[Date Prev][Date Next]
Re: ldapsearch and non existing objectclasses (ITS#3251)
Am Mittwoch, 21. Juli 2004 18:42 schrieb Pierangelo Masarati:
> > Am Mittwoch, 21. Juli 2004 15:21 schrieben Sie:
> >> OpenLDAP's slapd is strongly schema aware. A request for a nonexistent
> >> objectClass (i.e. not defined in the server's cn=subschema entry)
> >> results
> >> in an erroneous filter. The result of negating an erroneous filter is
> >> another error. The right approach to get alal entries is by using the
> >> presence filter '(objectClass=*)', since all entries must have an
> >> objectClass.
> >> This ITS will be closed, since it does not appear to indicate any bug
> >> in the software.
> > The problem is not the use of (objectClass=*). The software is looking
> > for i.e.
> > (&
> > (objectClass=posixGroup)
> > (!( |
> > (objectClass=sambaGroupMapping)
> > (objectClass=gosaApplicationGroup)
> > ))
> > )
> > So, you suggest me to do checks if the objectclasses are present first
> > and then assemble the filters? Problem is that it is non trivial to get
> > the classes from several types/versions of ldap servers.

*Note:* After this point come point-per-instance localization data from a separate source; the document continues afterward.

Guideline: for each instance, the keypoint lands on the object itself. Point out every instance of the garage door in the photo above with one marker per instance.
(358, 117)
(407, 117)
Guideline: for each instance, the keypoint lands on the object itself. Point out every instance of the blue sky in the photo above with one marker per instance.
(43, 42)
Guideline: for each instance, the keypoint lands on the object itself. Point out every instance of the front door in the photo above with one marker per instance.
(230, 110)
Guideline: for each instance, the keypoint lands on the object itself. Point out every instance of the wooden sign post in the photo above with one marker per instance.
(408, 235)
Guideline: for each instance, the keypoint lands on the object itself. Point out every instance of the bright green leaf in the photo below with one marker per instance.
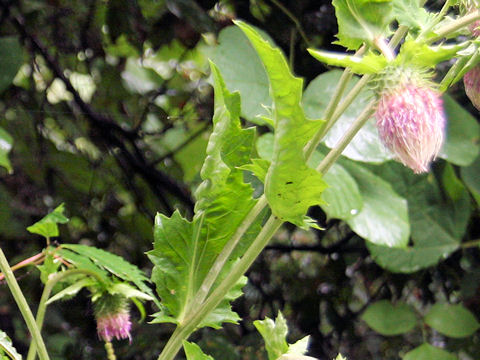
(452, 320)
(6, 345)
(247, 76)
(428, 352)
(437, 224)
(47, 226)
(367, 64)
(291, 186)
(389, 319)
(185, 251)
(193, 352)
(383, 219)
(362, 21)
(6, 142)
(462, 144)
(366, 145)
(11, 58)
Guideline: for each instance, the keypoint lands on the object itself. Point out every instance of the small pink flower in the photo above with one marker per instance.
(113, 318)
(471, 80)
(411, 122)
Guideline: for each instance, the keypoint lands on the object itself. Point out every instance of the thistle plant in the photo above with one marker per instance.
(199, 262)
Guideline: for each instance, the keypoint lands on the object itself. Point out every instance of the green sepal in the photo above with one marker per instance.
(362, 21)
(368, 64)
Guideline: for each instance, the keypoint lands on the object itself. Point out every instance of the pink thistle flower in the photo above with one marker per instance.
(113, 318)
(471, 80)
(411, 121)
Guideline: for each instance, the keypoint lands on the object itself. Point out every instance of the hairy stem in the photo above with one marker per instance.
(23, 306)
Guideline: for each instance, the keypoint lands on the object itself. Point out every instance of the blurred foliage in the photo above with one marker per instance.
(110, 112)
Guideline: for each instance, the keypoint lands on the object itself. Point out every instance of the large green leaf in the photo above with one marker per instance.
(452, 320)
(389, 319)
(6, 142)
(274, 334)
(383, 219)
(437, 223)
(362, 21)
(428, 352)
(185, 251)
(463, 131)
(11, 59)
(410, 13)
(193, 352)
(6, 345)
(247, 76)
(366, 145)
(48, 226)
(291, 186)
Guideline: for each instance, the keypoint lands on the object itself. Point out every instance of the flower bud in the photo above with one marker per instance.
(113, 317)
(410, 118)
(471, 80)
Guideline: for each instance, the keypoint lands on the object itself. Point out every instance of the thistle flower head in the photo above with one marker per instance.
(410, 118)
(113, 317)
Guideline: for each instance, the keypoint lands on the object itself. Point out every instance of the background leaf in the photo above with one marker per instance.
(184, 251)
(47, 226)
(452, 320)
(389, 319)
(383, 219)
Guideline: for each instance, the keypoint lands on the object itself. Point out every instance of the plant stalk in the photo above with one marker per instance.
(23, 306)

> > If you refer to objectClass definitions, it is logic for the software,
> > but not
> > a logic result for the person who is editing the filter. Sorry.

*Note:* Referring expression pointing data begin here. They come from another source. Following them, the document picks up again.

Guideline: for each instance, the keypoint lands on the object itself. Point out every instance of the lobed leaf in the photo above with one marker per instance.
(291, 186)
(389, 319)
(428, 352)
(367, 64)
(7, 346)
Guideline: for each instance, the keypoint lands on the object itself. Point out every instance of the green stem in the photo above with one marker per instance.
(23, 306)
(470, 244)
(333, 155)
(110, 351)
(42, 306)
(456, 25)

> A (pedantic) client should first check whether the desired objectClasses
> are present on the server in the SCHEMA. Then, they can be safely used in
> filters. Likely your slapd is missing any of the above objectclasses in
> the schame files you're currently loading.
Then please return an error like "invalid filter". So people even notice that
there's something wrong. Here the ldapsearch returns "success" and an
error code of "0" - which obviously isn't correct.